With the constant stream of mass shootings in the headlines, it’s hard not to feel like you’d be doing your child a potentially fatal disservice by not buying them a bulletproof backpack. These macabre products have been on the market since the Sandy Hook shooting but have seen a recent spike in popularity. Fear is a powerful motivator. One company told CNBC that they have seen 200% growth in sales over the past for years, despite the fact that no backpack on the market has been certified or tested by the federal government — and none of them have the capacity to protect against assault rifles.
That, in and of itself, should discourage you from buying a bulletproof backpack for your child. But let’s also do some simple math to emphasize how bulletproof backpack sales actually could set us back in our effort to make schools safe again. The fear is understandable, and that’s why parents and children are inevitably going to be drawn to the idea of having a bulletproof backpack.
First, consider the ArmorMe bulletproof backpack, designed by Gabi Siboni. Siboni insisted to the New York Times that he was not capitalizing on the fear of violence and that his company, like many other bulletproof backpack companies, was simply “responding to a need.” On Amazon, his product’s description reads like some dark satire. “The ArmorMe backpack offers the peace-of-mind you’ve been waiting for.
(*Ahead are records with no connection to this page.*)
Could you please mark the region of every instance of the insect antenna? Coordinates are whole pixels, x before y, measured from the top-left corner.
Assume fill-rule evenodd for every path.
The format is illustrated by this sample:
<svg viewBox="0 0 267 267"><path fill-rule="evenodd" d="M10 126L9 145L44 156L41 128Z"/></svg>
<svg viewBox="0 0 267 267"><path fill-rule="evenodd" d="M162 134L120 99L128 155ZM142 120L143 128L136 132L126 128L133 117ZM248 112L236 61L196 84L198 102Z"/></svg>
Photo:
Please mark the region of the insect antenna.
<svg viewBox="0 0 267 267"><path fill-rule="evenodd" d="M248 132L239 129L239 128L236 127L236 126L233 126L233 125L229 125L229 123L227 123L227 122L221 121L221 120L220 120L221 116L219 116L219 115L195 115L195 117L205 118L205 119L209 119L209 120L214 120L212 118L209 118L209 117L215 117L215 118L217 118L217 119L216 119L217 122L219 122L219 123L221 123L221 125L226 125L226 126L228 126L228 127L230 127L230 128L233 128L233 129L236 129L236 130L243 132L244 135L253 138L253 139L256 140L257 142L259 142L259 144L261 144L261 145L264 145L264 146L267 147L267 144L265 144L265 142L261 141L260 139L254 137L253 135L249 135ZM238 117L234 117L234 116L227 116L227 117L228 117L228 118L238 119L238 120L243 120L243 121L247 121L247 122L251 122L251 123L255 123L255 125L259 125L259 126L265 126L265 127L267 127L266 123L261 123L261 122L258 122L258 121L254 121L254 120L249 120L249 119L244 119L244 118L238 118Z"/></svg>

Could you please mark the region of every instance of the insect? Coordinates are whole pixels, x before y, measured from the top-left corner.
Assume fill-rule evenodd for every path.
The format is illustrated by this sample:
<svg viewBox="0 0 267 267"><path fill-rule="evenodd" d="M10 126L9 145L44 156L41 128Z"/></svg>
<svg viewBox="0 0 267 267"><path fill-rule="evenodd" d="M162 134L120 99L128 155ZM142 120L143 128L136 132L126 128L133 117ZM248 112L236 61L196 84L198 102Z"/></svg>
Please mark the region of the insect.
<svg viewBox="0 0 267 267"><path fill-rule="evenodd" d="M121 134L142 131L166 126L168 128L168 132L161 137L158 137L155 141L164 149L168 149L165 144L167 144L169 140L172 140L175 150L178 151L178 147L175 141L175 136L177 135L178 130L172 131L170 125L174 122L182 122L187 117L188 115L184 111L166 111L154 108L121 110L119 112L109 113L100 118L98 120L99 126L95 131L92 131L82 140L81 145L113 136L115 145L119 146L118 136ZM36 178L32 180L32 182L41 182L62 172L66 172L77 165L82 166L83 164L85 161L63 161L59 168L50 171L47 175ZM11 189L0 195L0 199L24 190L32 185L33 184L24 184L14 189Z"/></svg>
Sure, it looks and feels like a regular eco-friendly canvas backpack – so your child will fit right in with his or her friends.” I mean, it has the ArmorMe logo visibly plastered across it, but yeah other than that your child won’t be ostracized by your decision to buy them a bulletproof backpack so that you can send them off to school with a smile.
Let’s say you’re just following the example that other parents are setting. Maybe every student will have a bulletproof backpack in your kid’s school. Based on some government figures, the average middle school or high school has over 500 students. In that case, if every student were outfitted with an ArmorMe backpack, it would mean that families have altogether invested at least $100,000 in safety measures that haven’t even been proven to work by federal regulators. What if 10 schools in that same school district also did the same? Imagine the real impact that collective spending like that could have on gun reform efforts for just a single community, perhaps to fund the election of an official who will truly fight for children’s lives.
Or, combine that money at the state and federal level and do even bigger things with it. $1 million for one single school district is seriously a lot of money, relative to the money that the federal government has invested in gun safety. A study released earlier this year found that between 2004 and 2014, the government spent a paltry $20 million to research ways to reduce gun violence. That’s the equivalent of 100,000 bulletproof backpack sales, except that the spending would benefit everybody with proven, long-term gun safety measures. If those numbers seem a little abstract to take in, think about it this way: Only 1 in every 500 school-aged children — just a single child in an average school — would need to buy a backpack to match this amount of federal spending.
There’s also an economic disparity here that is worth mentioning. Assuming a bulletproof bag actually can save lives — and that is the assumption that the bag is indeed bulletproof against the type of bullet that is being used, that the backpack being worn or is within reach at all times, that it doesn’t hinder a child from taking cover or escaping from a gunman — the $200 price tag will likely preclude low-income families from having access to this modicum of safety. That means that children from low-income families will be more likely to be killed than their more affluent classmates, and there’s something really icky about this scenario.
I know that these figures are all hypothetical, but it doesn’t take a mathematician to see that no matter how you look at it, buying a bulletproof backpack doesn’t actually address gun violence and even ends up leaving a lot of other kids behind. Spend your time, money, and energy elsewhere if you really want to keep your kids safe.